Our group also discussed the colonoscopy “loophole”; specifically, we noted that many other screening tests do not have the ability to perform therapeutic interventions. However, colonoscopy is unique in that one procedure can serve both screening and therapeutic purposes. The colonoscopy “loophole” prevents gastroenterologists from fulfilling their duty and performing intervention on polyps at the time of detection. Furthermore, requiring patients to return for a polyp removal adds risks including procedural and anesthesia related risks. Mr. Guerrero was very attentive to these concerns and shared his intent to discuss this information with Cornyn.

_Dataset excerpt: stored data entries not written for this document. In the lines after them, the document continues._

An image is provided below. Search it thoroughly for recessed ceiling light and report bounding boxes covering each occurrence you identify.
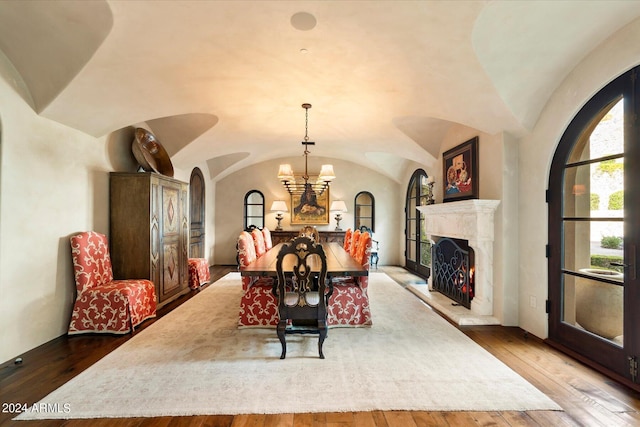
[290,12,316,31]
[300,48,308,54]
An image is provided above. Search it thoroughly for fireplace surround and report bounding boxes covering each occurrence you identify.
[417,199,500,318]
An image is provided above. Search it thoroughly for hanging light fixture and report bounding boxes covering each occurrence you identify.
[278,103,335,195]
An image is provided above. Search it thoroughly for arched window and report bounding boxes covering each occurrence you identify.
[548,65,639,383]
[243,190,264,230]
[354,191,374,231]
[405,169,432,278]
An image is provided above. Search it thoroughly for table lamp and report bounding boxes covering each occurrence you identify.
[330,200,348,231]
[270,200,288,231]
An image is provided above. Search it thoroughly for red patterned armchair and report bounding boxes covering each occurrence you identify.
[262,227,273,251]
[251,228,267,258]
[237,231,278,327]
[349,229,361,258]
[327,231,372,327]
[68,231,157,335]
[343,228,353,251]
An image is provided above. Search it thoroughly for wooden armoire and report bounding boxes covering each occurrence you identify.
[109,172,190,307]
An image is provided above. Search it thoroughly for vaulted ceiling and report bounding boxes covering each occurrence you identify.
[1,1,639,182]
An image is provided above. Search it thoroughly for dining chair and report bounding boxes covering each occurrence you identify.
[359,225,379,268]
[298,225,320,242]
[349,229,361,258]
[237,231,278,327]
[276,236,330,359]
[262,227,273,251]
[327,230,373,327]
[343,228,353,251]
[68,231,157,335]
[251,227,267,257]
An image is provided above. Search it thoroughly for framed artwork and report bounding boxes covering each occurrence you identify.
[442,136,479,203]
[290,177,330,225]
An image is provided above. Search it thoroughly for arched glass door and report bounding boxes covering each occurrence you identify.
[548,66,640,386]
[405,169,431,278]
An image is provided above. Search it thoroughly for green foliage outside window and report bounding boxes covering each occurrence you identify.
[590,193,600,210]
[601,235,623,249]
[608,190,623,210]
[597,159,623,175]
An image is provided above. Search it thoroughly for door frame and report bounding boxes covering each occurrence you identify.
[405,169,431,278]
[547,67,640,390]
[189,167,205,258]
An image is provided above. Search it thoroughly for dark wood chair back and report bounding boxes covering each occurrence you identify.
[275,235,329,359]
[298,225,320,242]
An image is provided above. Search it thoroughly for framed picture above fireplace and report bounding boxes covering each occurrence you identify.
[442,136,479,203]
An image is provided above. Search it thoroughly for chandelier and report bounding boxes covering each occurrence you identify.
[277,103,335,195]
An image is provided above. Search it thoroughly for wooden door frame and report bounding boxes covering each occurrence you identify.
[189,167,205,258]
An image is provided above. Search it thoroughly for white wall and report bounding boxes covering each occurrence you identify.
[214,157,401,266]
[0,55,136,363]
[518,17,640,339]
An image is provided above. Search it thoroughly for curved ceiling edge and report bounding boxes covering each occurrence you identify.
[0,1,112,113]
[472,1,640,132]
[206,153,250,180]
[392,116,454,159]
[146,113,219,157]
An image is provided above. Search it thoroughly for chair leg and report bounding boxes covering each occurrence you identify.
[318,320,327,359]
[277,321,287,359]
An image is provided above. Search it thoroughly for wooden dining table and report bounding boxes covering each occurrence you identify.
[239,242,368,278]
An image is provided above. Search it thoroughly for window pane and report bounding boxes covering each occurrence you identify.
[567,98,624,164]
[407,239,416,262]
[356,193,372,205]
[357,205,372,218]
[563,220,623,273]
[562,272,623,346]
[408,198,416,219]
[564,159,623,218]
[247,192,263,204]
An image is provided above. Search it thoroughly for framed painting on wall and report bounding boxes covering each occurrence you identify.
[442,136,479,203]
[290,178,330,225]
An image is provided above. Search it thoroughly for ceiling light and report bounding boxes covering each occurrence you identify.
[278,103,335,196]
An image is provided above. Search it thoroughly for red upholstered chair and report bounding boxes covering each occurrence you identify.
[262,227,273,251]
[188,258,210,289]
[349,229,361,258]
[343,228,353,251]
[251,228,267,258]
[237,231,278,327]
[68,231,157,335]
[327,231,372,327]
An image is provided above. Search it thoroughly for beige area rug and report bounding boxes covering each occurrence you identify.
[17,272,560,420]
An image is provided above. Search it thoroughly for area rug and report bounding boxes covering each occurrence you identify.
[17,272,560,420]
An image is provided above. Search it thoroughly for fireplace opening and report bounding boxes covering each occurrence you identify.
[432,237,475,309]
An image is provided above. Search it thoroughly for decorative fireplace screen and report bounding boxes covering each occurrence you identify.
[432,237,474,309]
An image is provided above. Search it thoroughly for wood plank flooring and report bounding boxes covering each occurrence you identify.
[2,266,640,426]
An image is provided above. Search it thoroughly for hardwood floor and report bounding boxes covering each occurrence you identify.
[2,266,640,426]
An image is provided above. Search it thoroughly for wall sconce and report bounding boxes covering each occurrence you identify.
[270,200,288,231]
[330,200,348,231]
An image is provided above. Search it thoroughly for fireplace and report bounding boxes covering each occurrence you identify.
[417,199,499,317]
[432,237,475,309]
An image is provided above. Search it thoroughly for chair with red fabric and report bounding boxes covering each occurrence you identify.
[327,231,372,327]
[343,228,353,251]
[188,257,210,289]
[237,231,278,327]
[262,227,273,251]
[68,231,157,335]
[251,228,267,258]
[349,229,361,258]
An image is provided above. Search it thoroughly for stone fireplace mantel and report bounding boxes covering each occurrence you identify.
[417,199,500,319]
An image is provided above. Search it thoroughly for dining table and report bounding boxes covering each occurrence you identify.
[239,242,368,278]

Site visits such as these promote a healthy and productive dialogue between health care providers and legislators. AGA offers several resources to help gastroenterologists engage with legislators:
Congressional Advocates Program
This is a grassroots program aimed to establish a stronger foundation for our current and future advocacy initiatives by creating state teams to work on advocacy on the local, state and national levels. Participation can include a wide variety of activities, ranging from creating educational posts on social media to meeting with members of Congress. Members of the Congressional Advocates Program are mentored and receive advocacy training by AGA leadership and staff. Participating members receive an AGA Congressional Advocate Program Certificate, a Digestive Disease Week® (DDW) badge ribbon, policy badge on the AGA Community and recognition on AGA’s website. Applications for the next cycle will be released in 2019.
The AGA PAC is a voluntary, nonpartisan political organization affiliated with and supported by AGA and is the only political action committee supported by a national gastroenterology society. Its mission is to give gastroenterologists a greater presence on Capitol Hill and a more effective voice in policy discussions. AGA PAC supports candidates that support our policy priorities such as fair reimbursement, cutting regulatory red tape, supporting patient protections and access to specialty care, and support for federal funding of digestive disease research. If you are interested in learning more, contact AGA’s Government and Political Affairs Manager, Navneet Buttar, at firstname.lastname@example.org or 240-482-3221.
AGA’s online advocacy platform allows members to contact their member of Congress with just a few clicks. AGA develops messages on key pieces of legislation, key efforts in Congress or on issues being advanced by federal agencies that have a great impact on gastroenterology. The platform also allows AGA to track legislation, key votes, a legislator’s priority issues and other key legislative activity. AGA can also track member activity with a legislator and their staff, a key component in building and maintaining relationships with key legislators.